I had myself walked out to the S.E., and on ascending a few feet above the level of the camp, got into a scrub. I was walking quietly through it, when I heard a rustling noise, and looking in the direction whence it proceeded, I observed a small kangaroo approaching me. Having a stick in my hand, and being aware that I was in one of their paths, I stood still until the animal came close up to me, without apparently being aware of my presence. I then gave it a blow an the side of the head, and made it reel to one side, but the stick, being rotten, broke with the force of the blow, and thus disappointed me of a good meal.

During my absence from the camp, a flight of cockatoos, new to us, but similar to one that Mr. Hume shot on the Darling, passed over the tents, and I found M'Leay, with his usual anxiety, trying to get a shot at them. They had, he told me, descended to water, but they had chosen a spot so difficult of approach without discovery, that he had found it impossible to get within shot of them.

RIDGE TO THE SOUTH-EAST.

There was a considerable rapid just below our position, which I examined before dark. Not seeing any danger, I requested M'Leay to proceed down it in the boat as soon as he had breakfasted, and to wait for me at the bottom of it. As I wished to ascertain the nature and height of the elevations which Fraser had magnified into something grand, Fraser and I proceeded to the centre of a large plain, stretching from the left bank of the river to the southward. It was bounded to the S.E. by a low scrub; to the S. a thickly wooded ridge appeared to break the level of the country. It extended from east to west for four or five miles, and then gradually declined.

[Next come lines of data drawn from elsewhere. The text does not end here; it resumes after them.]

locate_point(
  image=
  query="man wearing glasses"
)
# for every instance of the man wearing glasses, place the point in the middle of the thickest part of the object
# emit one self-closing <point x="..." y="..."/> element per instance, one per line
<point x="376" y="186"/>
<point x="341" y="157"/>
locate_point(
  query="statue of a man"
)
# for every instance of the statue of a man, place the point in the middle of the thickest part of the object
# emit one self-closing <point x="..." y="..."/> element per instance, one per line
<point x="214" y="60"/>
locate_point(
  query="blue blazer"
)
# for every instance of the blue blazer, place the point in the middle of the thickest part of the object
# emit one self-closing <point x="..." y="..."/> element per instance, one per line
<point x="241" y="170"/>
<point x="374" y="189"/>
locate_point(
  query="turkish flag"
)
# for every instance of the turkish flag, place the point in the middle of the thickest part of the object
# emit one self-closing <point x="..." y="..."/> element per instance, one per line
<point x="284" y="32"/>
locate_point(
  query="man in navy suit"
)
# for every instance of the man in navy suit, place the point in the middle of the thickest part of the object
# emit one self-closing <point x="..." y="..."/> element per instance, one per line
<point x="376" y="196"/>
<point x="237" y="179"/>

At its termination, the country seemed to dip, and a dense fog, as from an extensive sheet of water, enveloped the landscape. The plain was crowded with cockatoos, that were making their morning's repast on the berries of the salsolae and rhagodia, with which it was covered.

DISTANT RANGES SEEN.

M'Leay had got safely down the rapid, so that as soon as I joined him, we proceeded on our journey. We fell in with the tribe we had already seen, but increased in numbers, and we had hardly left them, when we found another tribe most anxiously awaiting our arrival. We stayed with the last for some time, and exhausted our vocabulary, and exerted our ingenuity to gain some information from them. I directed Hopkinson to pile up some clay, to enquire if we were near any hills, when two or three of the blacks caught the meaning, and pointed to the N.W. Mulholland climbed up a tree in consequence of this, and reported to me that he saw lofty ranges in the direction to which the blacks pointed; that there were two apparently, the one stretching to the N.E., the other to the N.W. He stated their distance to be about forty miles, and added that he thought he could observe other ranges, through the gap, which, according to the alignment of two sticks, that I placed according to Mulholland's directions, bore S. 130 W.

We had landed upon the right bank of the river, and there was a large lagoon immediately behind us. The current in the river did not run so strong as it had been. Its banks were much lower, and were generally covered with reeds. The spaces subject to flood were broader than heretofore, and the country for more than twenty miles was extremely depressed. Our view from the highest ground near the camp was very confined, since we were apparently in a hollow, and were unable to obtain a second sight of the ranges we had noticed.